MUMBAI: IRDAI has asked the non-life industry to come up with a standard definition of claim and a uniform definition of claim settlement ratio for various lines of business. This followed different companies using different definitions for determining claim settlement ratio, a key metric that is an indicator of companies’ financial health and customer satisfaction.Some companies register a claim at the first instance while others do so after establishing liability under a policy. While for the layman a ‘settled claim’ is one where the insurance company has paid to their satisfaction, some insurance companies treat claims closed by them for non-availability of documents or claims rejected for not coming within the scope of the policy as settled claims. While this helps the numbers add up, it gives a uneven picture of how many customers are getting what they claimed.“The general insurance council has submitted their views on standard definition of claim and uniform approach to define claim settlement ratio for various lines of business to IRDAI as required by them. This is to ensure that a clear picture emerges in regard to a company’s claim settlement standards without variation in different approaches by each company at various steps,” said an industry source.

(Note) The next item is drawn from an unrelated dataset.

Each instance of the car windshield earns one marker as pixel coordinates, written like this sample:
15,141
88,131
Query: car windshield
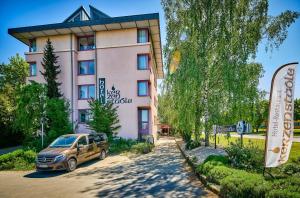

” In simple reality a claim can be treated as settled only if the client confirms that it is settled. Till that is done, the claim remains pending / disputed ” said KK Srinivasan, former member non-life at IRDAI. He added that if a claim is repudiated by an insurance company, it can be disputed legally within 3 years of repudiation and will remain disputed till the court disposes it off. “Once a court admits the repudiation or dispute for hearing, it has to be treated as unsettled till the court or forum disposes it off and the order of the court is complied with,” he added.While companies ask claimants to give a discharge voucher saying they accept the full and final settlement, there are many claims where the customer is not satisfied. The definition of a claim is essential to determining the incurred claims ratio which determines underwriting profits. A broad definition of a claim would mean that insurers would have to set aside funds for every demand made from them even when they do not have active cover.“The claim settlement ratio has to be seen over a period of time. It is possible for a company to have a claim settlement ratio of over 100 if it settles all claims and the claims pending from the previous year,” said the former CEO of a non-life company.